Battle of Lepanto - Aftermath

Aftermath

The engagement was a significant defeat for the Ottomans, who had not lost a major naval battle since the fifteenth century. The defeat was mourned by them as an act of Divine Will, contemporary chronicles recording that "the Imperial Fleet encountered the fleet of the wretched infidels and the will of God turned another way." To half of Christendom, this event encouraged hope for the downfall of "the Turk", the Satan-like personification of the Ottoman Empire, who was regarded as the "Sempiternal Enemy of the Christian". Indeed, the Empire lost all but 30 of its ships and as many as 30,000 men, and some Western historians have held it to be the most decisive naval battle anywhere on the globe since the Battle of Actium of 31 BC.

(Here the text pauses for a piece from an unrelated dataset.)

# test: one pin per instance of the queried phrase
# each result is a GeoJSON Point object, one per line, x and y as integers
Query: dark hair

Despite the decisive defeat, the Ottoman Empire rebuilt its navy with a massive effort, by largely imitating the successful Venetian galeasses, in a very short time. By 1572, about six months after the defeat, more than 150 galleys and 8 galleasses, in total 250 ships had been built, including eight of the largest capital ships ever seen in the Mediterranean. With this new fleet the Ottoman Empire was able to reassert its supremacy in the Eastern Mediterranean On 7 March 1573 the Venetians thus recognized by treaty the Ottoman possession of Cyprus, whose last Venetian possession, Famagosta, had fallen to the Turks under Piyale Pasha on 3 August 1571, just two months before Lepanto, and remained Turkish for the next three centuries, and that summer the Ottoman Navy attacked the geographically vulnerable coasts of Sicily and southern Italy. Sultan Selim II's Chief Minister, the Grand Vizier Mehmed Sokullu, argued to the Venetian emissary Marcantonio Barbaro that the Christian triumph at Lepanto made no lasting harm to the Ottoman Empire, while the capture of Cyprus by the Ottomans in the same year was a significant blow, saying that:

You come to see how we bear our misfortune. But I would have you know the difference between your loss and ours. In wresting Cyprus from you, we deprived you of an arm; in defeating our fleet, you have only shaved our beard. An arm when cut off cannot grow again; but a shorn beard will grow all the better for the razor.

Numerous historians pointed out the historical importance of the battle and how it served as a turning point in history. For instance, it is argued that while the ships were relatively easily replaced, it proved much harder to man them, since so many experienced sailors, oarsmen and soldiers had been lost. The loss of so many of its experienced sailors at Lepanto sapped the fighting effectiveness of the Ottoman Navy, a fact emphasized by their avoidance of major confrontations with Christian navies in the years following the battle. Other historians(?) have suggested that the reason for the Turks being contained at the time had less to do with the battle of Lepanto but the fact that they had to contend with a series of wars with Persia a strong military power at the time.

After 1580, the discouraged Ottomans left the fleet to rot in the waters of the Horn. Especially critical was the loss of most of the caliphate's composite bowmen, which, far beyond ship rams and early firearms, were the Ottoman's main embarked weapon. British historian John Keegan noted that the losses in this highly specialized class of warrior were irreplaceable in a generation, and in fact represented "the death of a living tradition" for the Ottomans. Historian Paul K. Davis has argued that:

This Turkish defeat stopped Turkey's expansion into the Mediterranean, thus maintaining western dominance, and confidence grew in the west that Turks, previously unstoppable, could be beaten.

Thus, this victory for the Holy League was historically important not only because the Turks lost 80 ships sunk and 130 captured by the Allies, and 30,000 men killed (not including 12,000 Christian galley slaves who were freed) while allied losses were 7,500 men and 17 galleys—but because the victory heralded the end of Turkish supremacy in the Mediterranean.

However, in 1574, the Ottomans retook the strategic city of Tunis from the Spanish-supported Hafsid dynasty, which had been re-installed after Don Juan's forces reconquered the city from the Ottomans the year before. Thanks to the long-standing Franco-Ottoman alliance, the Ottomans were able to resume naval activity in the western Mediterranean. In 1579 the capture of Fez completed Ottoman conquests in Morocco that had begun under Süleyman the Magnificent. The establishment of Ottoman suzerainty over the area placed the entire southern coast of the Mediterranean from the Straits of Gibraltar to Greece under Ottoman authority, with the exceptions of the Spanish-controlled trading city of Oran and strategic settlements such as Melilla and Ceuta.